“Yes. Part of the mortgage.”

“Then you'll get it fixed. Better than it was,” Lucas said. “A new kitchen. If it's only smoke, you can save a lot of your stuff, but as soon as the fire guys let you, you've got to get in, and get your photo stuff out.”

She came back at him: “Why can't you stop those guys? They're crazy.” And to Jesse: “We should never have gotten involved with them. We should never have gone to the cops. Now our house… Oh, jeez, our house…”

“Tell me what happened,” Lucas said.

“We were watching television, and there was a crash in the kitchen-” Jesse began.

Kathy interrupted: “One minute before that I was in the kitchen getting Cheez-Its.

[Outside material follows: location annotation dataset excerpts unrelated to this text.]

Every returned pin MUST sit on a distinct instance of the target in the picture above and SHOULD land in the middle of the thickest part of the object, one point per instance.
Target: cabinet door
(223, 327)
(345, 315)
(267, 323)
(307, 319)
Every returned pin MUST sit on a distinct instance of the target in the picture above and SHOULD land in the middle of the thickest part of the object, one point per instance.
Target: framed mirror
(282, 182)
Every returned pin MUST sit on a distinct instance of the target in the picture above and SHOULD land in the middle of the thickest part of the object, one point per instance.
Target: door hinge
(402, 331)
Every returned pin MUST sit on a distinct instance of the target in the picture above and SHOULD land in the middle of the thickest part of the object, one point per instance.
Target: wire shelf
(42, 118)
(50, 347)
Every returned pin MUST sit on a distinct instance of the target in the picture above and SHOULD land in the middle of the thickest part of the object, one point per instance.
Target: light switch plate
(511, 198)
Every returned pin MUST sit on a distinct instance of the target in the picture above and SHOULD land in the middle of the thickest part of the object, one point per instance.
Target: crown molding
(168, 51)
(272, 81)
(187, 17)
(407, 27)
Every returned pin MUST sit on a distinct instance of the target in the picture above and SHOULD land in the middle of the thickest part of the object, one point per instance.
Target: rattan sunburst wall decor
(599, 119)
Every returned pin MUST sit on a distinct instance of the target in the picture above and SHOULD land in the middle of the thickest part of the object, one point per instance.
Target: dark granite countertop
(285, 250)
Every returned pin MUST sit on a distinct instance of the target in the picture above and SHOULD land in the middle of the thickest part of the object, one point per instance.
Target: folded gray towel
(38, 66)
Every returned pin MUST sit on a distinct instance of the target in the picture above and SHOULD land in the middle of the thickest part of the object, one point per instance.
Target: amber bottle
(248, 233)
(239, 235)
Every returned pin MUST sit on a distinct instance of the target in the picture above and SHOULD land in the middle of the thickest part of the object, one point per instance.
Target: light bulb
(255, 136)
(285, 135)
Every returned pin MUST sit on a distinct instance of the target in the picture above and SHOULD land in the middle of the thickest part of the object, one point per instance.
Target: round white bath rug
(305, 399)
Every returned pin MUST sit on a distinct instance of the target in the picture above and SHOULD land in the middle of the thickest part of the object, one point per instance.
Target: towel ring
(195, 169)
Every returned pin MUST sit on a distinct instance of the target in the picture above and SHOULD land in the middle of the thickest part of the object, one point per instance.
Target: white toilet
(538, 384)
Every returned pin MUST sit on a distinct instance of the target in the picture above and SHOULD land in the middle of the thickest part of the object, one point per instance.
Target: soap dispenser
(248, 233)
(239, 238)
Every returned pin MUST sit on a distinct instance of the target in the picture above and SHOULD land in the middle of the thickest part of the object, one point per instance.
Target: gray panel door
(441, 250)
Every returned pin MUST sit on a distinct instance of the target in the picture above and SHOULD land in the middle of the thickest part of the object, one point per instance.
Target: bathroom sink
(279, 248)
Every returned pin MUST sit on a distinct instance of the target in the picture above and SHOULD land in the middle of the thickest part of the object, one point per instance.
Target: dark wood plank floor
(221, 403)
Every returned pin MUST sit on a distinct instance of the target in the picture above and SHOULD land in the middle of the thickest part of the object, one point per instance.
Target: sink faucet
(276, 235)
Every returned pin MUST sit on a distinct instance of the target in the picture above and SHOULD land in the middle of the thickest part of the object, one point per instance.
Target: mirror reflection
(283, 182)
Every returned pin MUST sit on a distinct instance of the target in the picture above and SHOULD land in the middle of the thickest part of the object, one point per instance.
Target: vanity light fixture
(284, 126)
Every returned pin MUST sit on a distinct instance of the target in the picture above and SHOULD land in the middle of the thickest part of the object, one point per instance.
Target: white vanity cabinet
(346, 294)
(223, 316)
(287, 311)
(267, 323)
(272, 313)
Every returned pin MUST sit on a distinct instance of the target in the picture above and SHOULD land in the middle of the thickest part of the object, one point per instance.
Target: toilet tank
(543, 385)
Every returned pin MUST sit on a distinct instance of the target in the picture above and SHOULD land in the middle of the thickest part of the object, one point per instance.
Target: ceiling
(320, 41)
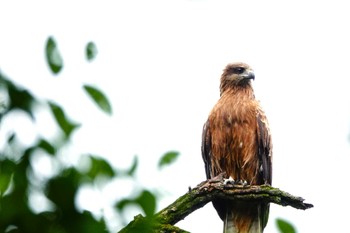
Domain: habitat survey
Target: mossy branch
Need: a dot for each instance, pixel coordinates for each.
(207, 191)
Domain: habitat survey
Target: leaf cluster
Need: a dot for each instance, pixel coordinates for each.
(20, 181)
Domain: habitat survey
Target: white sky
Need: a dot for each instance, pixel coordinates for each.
(159, 62)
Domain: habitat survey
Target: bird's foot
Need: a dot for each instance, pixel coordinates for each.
(229, 181)
(242, 182)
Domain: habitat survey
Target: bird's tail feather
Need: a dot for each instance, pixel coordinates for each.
(238, 223)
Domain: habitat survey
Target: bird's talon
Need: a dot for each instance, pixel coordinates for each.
(229, 181)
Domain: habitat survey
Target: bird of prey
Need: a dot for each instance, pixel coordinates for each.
(236, 140)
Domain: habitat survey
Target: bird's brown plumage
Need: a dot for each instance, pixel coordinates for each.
(236, 140)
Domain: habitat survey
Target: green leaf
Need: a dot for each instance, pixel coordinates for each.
(147, 202)
(133, 167)
(46, 146)
(99, 98)
(7, 168)
(91, 51)
(65, 124)
(99, 166)
(53, 56)
(168, 158)
(284, 226)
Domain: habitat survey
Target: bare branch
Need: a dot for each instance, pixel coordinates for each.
(216, 188)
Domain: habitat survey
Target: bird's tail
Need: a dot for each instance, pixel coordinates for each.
(245, 219)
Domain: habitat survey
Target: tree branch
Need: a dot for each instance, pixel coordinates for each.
(217, 188)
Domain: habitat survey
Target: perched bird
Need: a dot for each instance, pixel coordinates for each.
(236, 140)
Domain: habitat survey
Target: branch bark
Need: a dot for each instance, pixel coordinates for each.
(207, 191)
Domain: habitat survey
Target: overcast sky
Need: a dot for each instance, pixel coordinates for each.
(159, 63)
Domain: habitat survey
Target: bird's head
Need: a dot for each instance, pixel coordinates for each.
(236, 75)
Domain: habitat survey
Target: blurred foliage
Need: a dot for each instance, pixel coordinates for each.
(19, 177)
(53, 56)
(284, 226)
(90, 51)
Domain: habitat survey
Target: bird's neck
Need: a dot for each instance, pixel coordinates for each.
(245, 92)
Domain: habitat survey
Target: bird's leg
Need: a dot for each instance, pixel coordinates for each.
(242, 182)
(229, 181)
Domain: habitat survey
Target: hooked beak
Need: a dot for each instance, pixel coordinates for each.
(248, 75)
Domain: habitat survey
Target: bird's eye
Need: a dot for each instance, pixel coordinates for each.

I would have been exploded and burned up.”

Jesse, continuing: “-and we heard this window crash, this glass, and boom, there was fire all over the kitchen and I was screaming-” “I ran and got the fire extinguisher from the closet-” Kathy said.

Jesse: “I called nine-one-one and got the fire department to come-” “I squirted the fire extinguisher but there was fire all over, I could smell the gasoline and it wouldn't go out, the whole kitchen was full of fire and we had to run,” Kathy said. She was looking anxiously at the house.

Jesse: “The fire department took forever to get here…”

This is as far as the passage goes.